Thanks for stopping by! I’m a 26 year old grad student passionate about healthy living, photography, baking and (when I have time for it!) books and travel. I’ve lived in New Jersey my entire life (the only exceptions being the last 15 summers spent up in Connecticut and a semester in London during college). I’m a busy person (I work one job at my college, tutor high school students and intern at a high school) but I like that. I prefer to use the term, “delightfully busy”.
Admittedly, I wasn’t always this passionate about healthy lifestyles. If you’ve read through my blog you know the last two years have been a pretty big change for me.

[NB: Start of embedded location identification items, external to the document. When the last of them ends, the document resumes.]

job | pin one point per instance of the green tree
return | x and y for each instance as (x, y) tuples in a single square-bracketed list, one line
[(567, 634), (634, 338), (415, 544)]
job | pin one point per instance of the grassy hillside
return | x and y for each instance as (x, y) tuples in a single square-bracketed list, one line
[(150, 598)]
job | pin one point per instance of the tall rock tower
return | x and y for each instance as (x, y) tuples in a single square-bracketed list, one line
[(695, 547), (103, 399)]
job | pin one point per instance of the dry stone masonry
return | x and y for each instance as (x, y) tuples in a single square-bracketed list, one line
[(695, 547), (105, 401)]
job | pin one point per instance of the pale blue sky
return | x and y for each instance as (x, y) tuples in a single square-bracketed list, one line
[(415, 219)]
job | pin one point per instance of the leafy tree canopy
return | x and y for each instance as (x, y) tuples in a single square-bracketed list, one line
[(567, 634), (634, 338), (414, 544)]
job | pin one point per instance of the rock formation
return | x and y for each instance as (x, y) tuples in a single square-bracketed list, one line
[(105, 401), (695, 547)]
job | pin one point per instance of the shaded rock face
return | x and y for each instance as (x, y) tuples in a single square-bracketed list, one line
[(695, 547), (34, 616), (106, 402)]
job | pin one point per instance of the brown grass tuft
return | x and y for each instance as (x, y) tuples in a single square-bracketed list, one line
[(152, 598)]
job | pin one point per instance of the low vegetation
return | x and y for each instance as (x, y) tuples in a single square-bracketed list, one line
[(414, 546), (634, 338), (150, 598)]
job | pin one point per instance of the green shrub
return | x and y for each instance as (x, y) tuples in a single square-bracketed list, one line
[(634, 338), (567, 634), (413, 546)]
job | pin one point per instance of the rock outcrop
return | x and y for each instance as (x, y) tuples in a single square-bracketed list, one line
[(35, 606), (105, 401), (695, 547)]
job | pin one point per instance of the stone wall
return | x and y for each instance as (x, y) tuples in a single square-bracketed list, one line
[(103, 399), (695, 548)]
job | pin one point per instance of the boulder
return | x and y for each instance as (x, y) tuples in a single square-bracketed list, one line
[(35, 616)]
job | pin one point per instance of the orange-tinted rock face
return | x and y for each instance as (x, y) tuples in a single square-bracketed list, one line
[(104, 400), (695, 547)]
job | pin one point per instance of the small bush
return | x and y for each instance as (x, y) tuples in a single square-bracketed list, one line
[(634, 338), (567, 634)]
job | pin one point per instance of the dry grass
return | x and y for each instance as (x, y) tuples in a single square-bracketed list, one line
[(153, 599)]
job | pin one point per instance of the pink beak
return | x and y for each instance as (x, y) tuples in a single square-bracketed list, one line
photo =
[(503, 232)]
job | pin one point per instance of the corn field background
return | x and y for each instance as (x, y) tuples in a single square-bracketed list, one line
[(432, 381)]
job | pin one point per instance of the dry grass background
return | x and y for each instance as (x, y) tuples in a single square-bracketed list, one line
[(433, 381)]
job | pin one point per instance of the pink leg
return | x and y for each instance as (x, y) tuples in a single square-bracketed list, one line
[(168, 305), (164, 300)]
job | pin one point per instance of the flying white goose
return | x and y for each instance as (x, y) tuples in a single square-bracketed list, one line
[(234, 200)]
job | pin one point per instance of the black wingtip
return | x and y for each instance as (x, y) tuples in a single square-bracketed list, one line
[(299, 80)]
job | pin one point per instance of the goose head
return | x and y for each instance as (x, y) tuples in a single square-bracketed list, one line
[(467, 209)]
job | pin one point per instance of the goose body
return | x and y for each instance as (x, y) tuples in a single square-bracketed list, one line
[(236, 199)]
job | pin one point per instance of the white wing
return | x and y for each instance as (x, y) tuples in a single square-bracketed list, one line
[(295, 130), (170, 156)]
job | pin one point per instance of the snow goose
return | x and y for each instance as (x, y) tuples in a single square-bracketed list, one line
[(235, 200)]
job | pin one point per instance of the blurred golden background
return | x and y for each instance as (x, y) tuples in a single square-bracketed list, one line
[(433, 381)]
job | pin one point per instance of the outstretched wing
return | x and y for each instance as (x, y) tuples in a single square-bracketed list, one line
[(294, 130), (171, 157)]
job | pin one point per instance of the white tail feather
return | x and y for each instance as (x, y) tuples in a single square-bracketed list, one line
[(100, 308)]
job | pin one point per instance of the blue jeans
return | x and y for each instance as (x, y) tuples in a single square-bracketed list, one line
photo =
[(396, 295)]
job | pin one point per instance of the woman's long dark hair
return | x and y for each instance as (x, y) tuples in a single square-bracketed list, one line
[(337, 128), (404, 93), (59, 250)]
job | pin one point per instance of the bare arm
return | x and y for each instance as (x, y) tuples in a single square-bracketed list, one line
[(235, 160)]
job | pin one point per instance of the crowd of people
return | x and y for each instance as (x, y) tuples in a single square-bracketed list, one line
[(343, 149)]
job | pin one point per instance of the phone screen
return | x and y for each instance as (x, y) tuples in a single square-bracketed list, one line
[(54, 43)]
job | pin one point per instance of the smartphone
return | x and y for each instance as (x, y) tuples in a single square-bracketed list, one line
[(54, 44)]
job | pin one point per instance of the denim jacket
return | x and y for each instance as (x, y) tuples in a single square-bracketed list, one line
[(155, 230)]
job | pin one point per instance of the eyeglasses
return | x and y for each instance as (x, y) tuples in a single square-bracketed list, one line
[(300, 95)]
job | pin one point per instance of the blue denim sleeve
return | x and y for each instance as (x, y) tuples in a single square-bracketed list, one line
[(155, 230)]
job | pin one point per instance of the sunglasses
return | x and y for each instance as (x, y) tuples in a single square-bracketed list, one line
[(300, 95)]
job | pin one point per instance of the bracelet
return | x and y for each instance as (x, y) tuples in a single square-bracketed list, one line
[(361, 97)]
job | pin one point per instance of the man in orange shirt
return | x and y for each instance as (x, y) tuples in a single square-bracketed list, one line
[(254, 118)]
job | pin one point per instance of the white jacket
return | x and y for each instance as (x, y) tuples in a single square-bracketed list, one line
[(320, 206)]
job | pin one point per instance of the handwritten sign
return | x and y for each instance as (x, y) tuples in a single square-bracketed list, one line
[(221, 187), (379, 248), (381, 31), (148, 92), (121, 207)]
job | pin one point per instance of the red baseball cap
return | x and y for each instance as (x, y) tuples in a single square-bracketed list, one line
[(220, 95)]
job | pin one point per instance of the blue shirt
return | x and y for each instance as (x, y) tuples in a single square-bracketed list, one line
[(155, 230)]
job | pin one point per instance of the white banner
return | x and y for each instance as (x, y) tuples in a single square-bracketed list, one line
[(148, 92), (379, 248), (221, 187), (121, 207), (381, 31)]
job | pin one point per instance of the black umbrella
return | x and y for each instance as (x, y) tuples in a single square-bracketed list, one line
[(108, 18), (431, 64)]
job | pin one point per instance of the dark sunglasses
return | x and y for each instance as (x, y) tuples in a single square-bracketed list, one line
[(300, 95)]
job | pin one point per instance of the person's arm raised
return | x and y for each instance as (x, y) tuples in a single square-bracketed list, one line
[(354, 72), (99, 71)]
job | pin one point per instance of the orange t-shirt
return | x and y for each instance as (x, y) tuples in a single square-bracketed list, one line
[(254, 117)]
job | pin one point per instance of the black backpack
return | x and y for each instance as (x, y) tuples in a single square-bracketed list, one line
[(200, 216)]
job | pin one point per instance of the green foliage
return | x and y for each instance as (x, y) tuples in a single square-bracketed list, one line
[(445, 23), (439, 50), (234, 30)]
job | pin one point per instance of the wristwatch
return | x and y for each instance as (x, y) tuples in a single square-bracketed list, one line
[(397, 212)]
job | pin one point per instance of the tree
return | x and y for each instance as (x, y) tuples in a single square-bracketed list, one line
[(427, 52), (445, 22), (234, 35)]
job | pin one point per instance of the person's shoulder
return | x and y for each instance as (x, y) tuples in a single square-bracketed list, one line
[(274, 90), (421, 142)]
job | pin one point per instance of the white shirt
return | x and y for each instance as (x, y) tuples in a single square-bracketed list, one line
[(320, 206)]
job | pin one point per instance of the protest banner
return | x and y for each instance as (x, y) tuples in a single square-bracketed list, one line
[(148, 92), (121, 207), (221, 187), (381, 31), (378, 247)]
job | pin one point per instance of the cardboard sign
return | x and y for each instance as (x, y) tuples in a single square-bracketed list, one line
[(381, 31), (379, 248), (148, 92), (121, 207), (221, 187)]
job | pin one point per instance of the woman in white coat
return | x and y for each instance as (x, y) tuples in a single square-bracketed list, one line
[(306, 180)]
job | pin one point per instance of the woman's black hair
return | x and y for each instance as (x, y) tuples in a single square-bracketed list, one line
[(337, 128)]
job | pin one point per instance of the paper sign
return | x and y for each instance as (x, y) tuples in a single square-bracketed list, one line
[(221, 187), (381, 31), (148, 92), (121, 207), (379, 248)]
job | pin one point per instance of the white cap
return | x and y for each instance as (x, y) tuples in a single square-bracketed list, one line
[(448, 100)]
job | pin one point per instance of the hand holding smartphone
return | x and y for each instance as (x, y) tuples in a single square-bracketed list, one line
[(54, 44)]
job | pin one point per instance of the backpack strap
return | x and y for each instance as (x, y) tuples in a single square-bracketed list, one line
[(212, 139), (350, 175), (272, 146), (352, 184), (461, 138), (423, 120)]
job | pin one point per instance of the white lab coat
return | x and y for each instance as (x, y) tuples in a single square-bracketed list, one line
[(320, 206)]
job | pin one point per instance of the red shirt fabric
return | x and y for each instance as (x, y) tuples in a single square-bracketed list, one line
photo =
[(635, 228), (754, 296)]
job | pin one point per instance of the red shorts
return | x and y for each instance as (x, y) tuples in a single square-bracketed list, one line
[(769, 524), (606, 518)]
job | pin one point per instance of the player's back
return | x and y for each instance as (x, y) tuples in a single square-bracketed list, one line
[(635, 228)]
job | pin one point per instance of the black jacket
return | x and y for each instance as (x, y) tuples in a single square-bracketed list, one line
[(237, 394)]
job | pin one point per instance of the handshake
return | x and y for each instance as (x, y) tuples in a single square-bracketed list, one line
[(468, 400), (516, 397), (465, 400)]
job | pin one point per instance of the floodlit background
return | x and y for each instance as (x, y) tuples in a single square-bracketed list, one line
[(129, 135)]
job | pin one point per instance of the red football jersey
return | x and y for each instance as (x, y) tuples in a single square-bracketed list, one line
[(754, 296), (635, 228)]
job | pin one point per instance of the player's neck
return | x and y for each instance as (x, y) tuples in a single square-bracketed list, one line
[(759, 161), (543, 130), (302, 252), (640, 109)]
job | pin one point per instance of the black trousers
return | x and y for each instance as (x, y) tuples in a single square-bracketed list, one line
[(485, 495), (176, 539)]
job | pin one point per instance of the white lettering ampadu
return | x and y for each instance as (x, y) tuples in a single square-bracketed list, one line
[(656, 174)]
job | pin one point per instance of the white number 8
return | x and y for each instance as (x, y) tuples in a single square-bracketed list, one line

Starting in the summer of 2011, I became a pescetarian (vegetarian+fish=pescetarian) and started being honest with myself about what and how much I ate and what exercise I clearly wasn’t doing. If I write an post on pescetarianism (which I probably will) I’ll go into details, but basically I’ve never loved meat and would usually drench it in condiments to mask the taste. And not eating meat really forces me to choose healthier options-especially when dining out. So for me it’s mostly about the taste/ health aspects, but I won’t lie and say I don’t think about the ethics of it all.
So that summer, I became good friends with my now BFF (we knew each other for 8 years before, but were nowhere near as close). BFF was a really big inspiration- especially when I was starting out. I don’t think she even knew it at the time, but she really helped. And since then, she’s been the biggest support I have in my life. Especially because for a very long time, I didn’t tell anyone I was losing weight. Aside from BFF and maybe one or two other people, no one knew. My family didn’t even say anything outright until I had lost 70 pounds. I was a pretty private person about it. Mostly because I think I was afraid of failing- like I had so many times before.
Because I have tried- so many times before. In elementary school, I remember my doctor referred me to a kids weight loss group. I wasn’t nearly as heavy as any of the other kids, so my mom told me I didn’t have to keep going. In high school, I joined Weight Watchers. I lost 25 pounds, but it didn’t really mean anything to me. That sounds weird to admit, but I really wasn’t invested yet. I tried throughout college, and after- but again, I still kept falling into the same self-destructive patterns.
And it took a long time to actually want to change. I can’t say it was one thing- like I had a moment of realization or anything. But I attribute a good portion of it to my masters degree. I know, ethically, you’re not supposed to study counseling to try to fix yourself, but that was an unintended byproduct of my education. And I am grateful for it.
So it’s been nearly two years and I’ve lost 100 pounds. I still have a fair bit further to go, but as long as it’s progress in the right direction- that’s okay. And being patient is hard. The last few months have not been easy- and it would seem that after losing 100 pounds, it should get easier, right? But unlike times before, I’m honest with what I am and am not doing right, and working to fix it. Sometimes I need to remind myself by looking at side-by-side photos of myself like this to remember where I’ve come from and ridiculous faces aside- I feel proud. And that is kinda hard to admit when you know you still have a long way until your “after”. So I’m not leaving you with a before and after shot, but a before and now(ish) shot- because I’m still working towards that after.